Gene expression matrices have thousands of dimensions. PCA projects this data onto principal components like "tissue type" or "disease state." By finding the eigenvectors of the covariance matrix, linear algebra automatically identifies clusters of core genes responsible for sample variance.

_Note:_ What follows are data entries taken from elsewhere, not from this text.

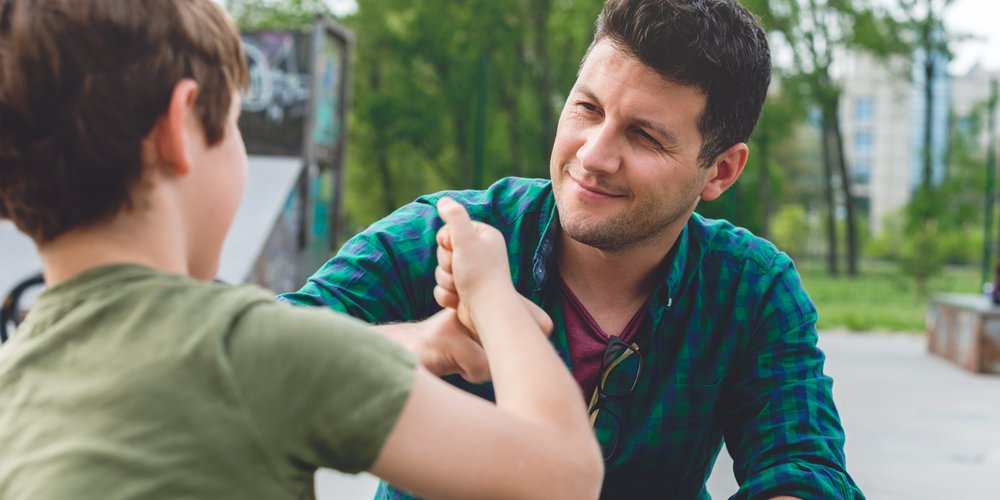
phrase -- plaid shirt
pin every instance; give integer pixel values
(728, 345)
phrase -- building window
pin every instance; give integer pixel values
(862, 144)
(864, 110)
(861, 170)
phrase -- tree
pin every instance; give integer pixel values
(817, 32)
(925, 24)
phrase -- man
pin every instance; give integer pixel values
(681, 331)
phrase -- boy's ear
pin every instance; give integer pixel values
(727, 168)
(173, 134)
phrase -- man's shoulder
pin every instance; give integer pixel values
(719, 239)
(505, 200)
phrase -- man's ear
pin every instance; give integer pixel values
(723, 173)
(173, 134)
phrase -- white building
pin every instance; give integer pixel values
(882, 117)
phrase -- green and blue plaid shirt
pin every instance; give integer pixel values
(728, 344)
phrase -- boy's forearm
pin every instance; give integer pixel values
(529, 378)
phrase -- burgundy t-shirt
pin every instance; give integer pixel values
(586, 340)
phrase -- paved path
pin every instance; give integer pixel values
(918, 427)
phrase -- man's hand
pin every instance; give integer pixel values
(442, 345)
(446, 292)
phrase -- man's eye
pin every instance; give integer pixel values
(648, 138)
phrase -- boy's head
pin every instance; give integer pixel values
(83, 83)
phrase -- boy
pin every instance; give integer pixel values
(134, 376)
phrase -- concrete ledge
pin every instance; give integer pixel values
(965, 328)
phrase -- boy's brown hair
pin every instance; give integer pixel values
(82, 82)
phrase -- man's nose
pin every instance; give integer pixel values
(599, 152)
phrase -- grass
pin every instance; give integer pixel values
(881, 298)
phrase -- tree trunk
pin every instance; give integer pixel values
(845, 184)
(929, 71)
(831, 203)
(382, 154)
(765, 183)
(540, 10)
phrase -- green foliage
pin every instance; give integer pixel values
(790, 230)
(880, 299)
(921, 255)
(420, 72)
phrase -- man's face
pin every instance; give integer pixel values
(625, 163)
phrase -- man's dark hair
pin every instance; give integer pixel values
(82, 83)
(717, 46)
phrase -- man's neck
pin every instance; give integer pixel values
(614, 283)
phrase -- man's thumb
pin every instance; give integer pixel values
(456, 217)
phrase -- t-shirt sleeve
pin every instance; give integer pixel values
(319, 388)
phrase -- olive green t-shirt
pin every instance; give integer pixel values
(128, 383)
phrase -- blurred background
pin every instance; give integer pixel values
(869, 165)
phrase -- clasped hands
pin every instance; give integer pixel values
(472, 268)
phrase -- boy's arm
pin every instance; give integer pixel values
(536, 441)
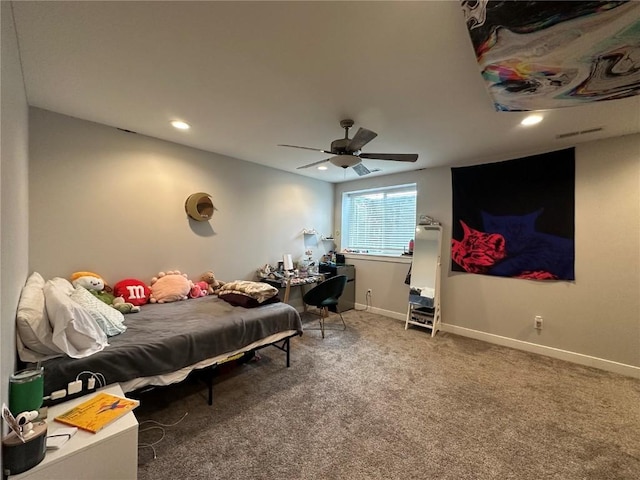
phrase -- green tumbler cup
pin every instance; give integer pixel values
(26, 389)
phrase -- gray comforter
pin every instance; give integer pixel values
(162, 338)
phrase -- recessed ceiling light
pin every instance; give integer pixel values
(180, 125)
(531, 120)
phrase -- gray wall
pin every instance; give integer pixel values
(113, 202)
(595, 317)
(14, 214)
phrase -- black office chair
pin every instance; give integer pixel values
(325, 296)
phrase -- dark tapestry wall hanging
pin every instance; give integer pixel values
(516, 218)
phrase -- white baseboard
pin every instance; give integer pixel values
(579, 358)
(380, 311)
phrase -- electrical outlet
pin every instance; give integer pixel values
(537, 322)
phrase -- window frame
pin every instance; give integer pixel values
(390, 246)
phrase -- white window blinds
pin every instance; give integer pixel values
(379, 221)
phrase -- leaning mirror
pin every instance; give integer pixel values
(424, 284)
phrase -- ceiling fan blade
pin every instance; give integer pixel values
(304, 148)
(362, 137)
(398, 157)
(361, 170)
(314, 163)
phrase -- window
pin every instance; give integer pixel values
(379, 221)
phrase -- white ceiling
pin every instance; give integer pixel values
(250, 75)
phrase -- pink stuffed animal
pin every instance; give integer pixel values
(197, 291)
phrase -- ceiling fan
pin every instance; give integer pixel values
(347, 152)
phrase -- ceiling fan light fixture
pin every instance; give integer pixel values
(345, 161)
(531, 120)
(180, 125)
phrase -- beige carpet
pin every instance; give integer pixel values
(379, 402)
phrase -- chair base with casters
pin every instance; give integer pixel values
(324, 314)
(325, 296)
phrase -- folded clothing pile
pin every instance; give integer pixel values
(248, 294)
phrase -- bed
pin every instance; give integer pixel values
(163, 343)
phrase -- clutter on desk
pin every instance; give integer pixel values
(427, 220)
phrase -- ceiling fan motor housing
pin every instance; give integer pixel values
(339, 147)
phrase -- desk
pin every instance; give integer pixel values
(287, 283)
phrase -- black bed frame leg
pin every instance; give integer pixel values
(210, 386)
(288, 349)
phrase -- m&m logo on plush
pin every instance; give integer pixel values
(133, 291)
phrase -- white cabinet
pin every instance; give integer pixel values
(110, 454)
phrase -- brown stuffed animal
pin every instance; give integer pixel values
(210, 278)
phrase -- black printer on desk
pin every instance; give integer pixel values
(329, 269)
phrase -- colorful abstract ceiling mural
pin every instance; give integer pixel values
(551, 54)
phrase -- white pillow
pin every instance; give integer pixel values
(74, 330)
(64, 285)
(35, 335)
(110, 320)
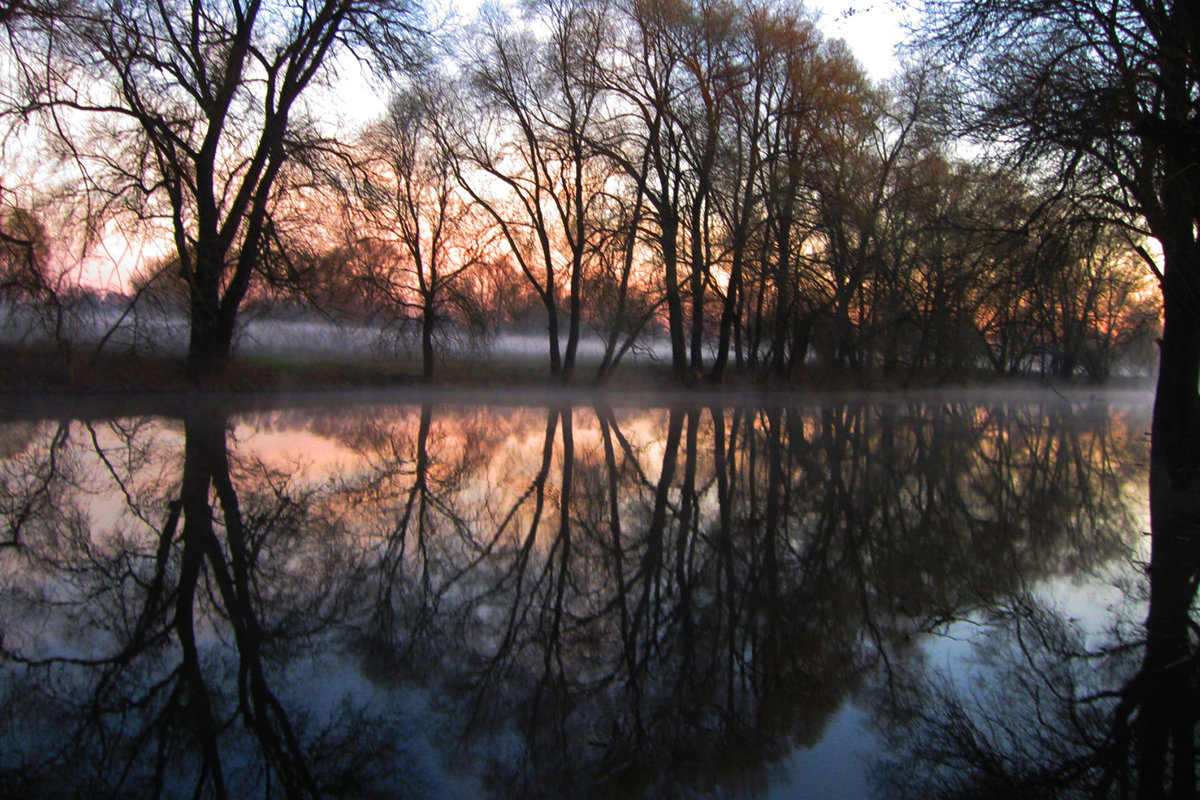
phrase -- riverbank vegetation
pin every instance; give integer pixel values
(715, 176)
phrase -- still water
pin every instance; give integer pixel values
(568, 596)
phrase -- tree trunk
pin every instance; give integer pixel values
(1167, 721)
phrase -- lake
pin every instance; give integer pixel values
(461, 594)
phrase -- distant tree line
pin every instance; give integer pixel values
(713, 172)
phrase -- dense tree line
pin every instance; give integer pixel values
(713, 172)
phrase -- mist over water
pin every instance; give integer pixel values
(441, 596)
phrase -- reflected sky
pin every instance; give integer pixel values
(432, 599)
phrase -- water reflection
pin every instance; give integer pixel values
(520, 601)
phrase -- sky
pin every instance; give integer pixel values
(871, 29)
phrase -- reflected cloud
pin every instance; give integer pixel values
(556, 601)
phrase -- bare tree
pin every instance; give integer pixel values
(1108, 95)
(414, 200)
(189, 114)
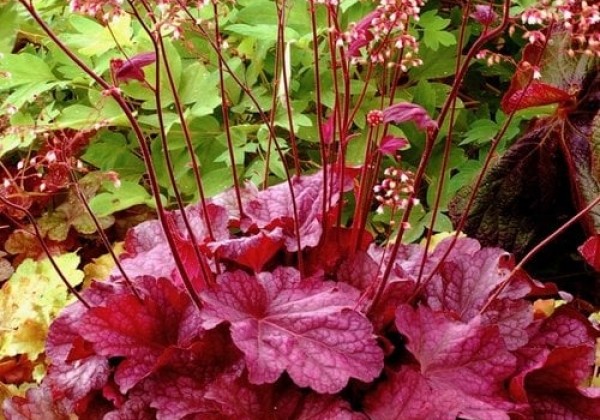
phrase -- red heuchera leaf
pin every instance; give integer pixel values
(139, 331)
(179, 388)
(273, 207)
(536, 94)
(525, 91)
(147, 250)
(404, 395)
(253, 251)
(590, 250)
(462, 363)
(329, 407)
(74, 371)
(553, 387)
(405, 111)
(239, 399)
(565, 328)
(36, 405)
(131, 69)
(512, 318)
(306, 327)
(333, 250)
(465, 284)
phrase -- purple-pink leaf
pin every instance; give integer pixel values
(274, 208)
(252, 251)
(466, 363)
(138, 331)
(239, 399)
(37, 404)
(405, 111)
(131, 69)
(465, 284)
(553, 388)
(404, 395)
(148, 252)
(391, 144)
(306, 327)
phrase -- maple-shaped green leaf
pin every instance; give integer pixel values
(72, 213)
(93, 39)
(30, 300)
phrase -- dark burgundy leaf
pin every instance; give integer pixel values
(179, 387)
(536, 94)
(523, 198)
(404, 394)
(139, 331)
(317, 407)
(306, 327)
(333, 250)
(252, 251)
(590, 250)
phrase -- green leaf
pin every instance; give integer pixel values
(436, 64)
(80, 116)
(93, 39)
(20, 134)
(23, 69)
(481, 132)
(433, 31)
(9, 24)
(425, 95)
(112, 152)
(30, 300)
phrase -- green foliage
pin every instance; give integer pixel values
(30, 300)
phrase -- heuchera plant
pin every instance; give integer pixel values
(278, 301)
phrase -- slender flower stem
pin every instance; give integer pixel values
(317, 72)
(447, 146)
(103, 237)
(115, 94)
(431, 137)
(225, 112)
(161, 57)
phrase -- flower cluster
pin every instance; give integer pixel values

10. [Application] What is matrix analysis of "Codon Usage Bias"?

Solution

Different species favor different triplets (codons) to encode the same amino acid. By constructing a \(64 \times N\) matrix of codon frequencies and performing Correspondence Analysis (a generalized SVD), researchers can reveal differences in translation efficiency and evolutionary positioning between species.

Chapter Summary

Linear algebra is the "molecular clock" decoding the history of life:

  1. Algebraization of Probability: Substitution matrices transform microscopic random changes into macroscopic matrix exponential evolutions, establishing dynamical standards for evolutionary processes.
  2. Topological Correction of Distance: The matrix logarithm formula proves that visible variations are just the tip of the iceberg, providing the only reliable algebraic correction for true genetic distance.
  3. Dimension Reduction of Information: From sequence alignment to gene clustering, linear algebra extracts critical structural modes from massive biological datasets, supporting modern computational biology and precision medicine.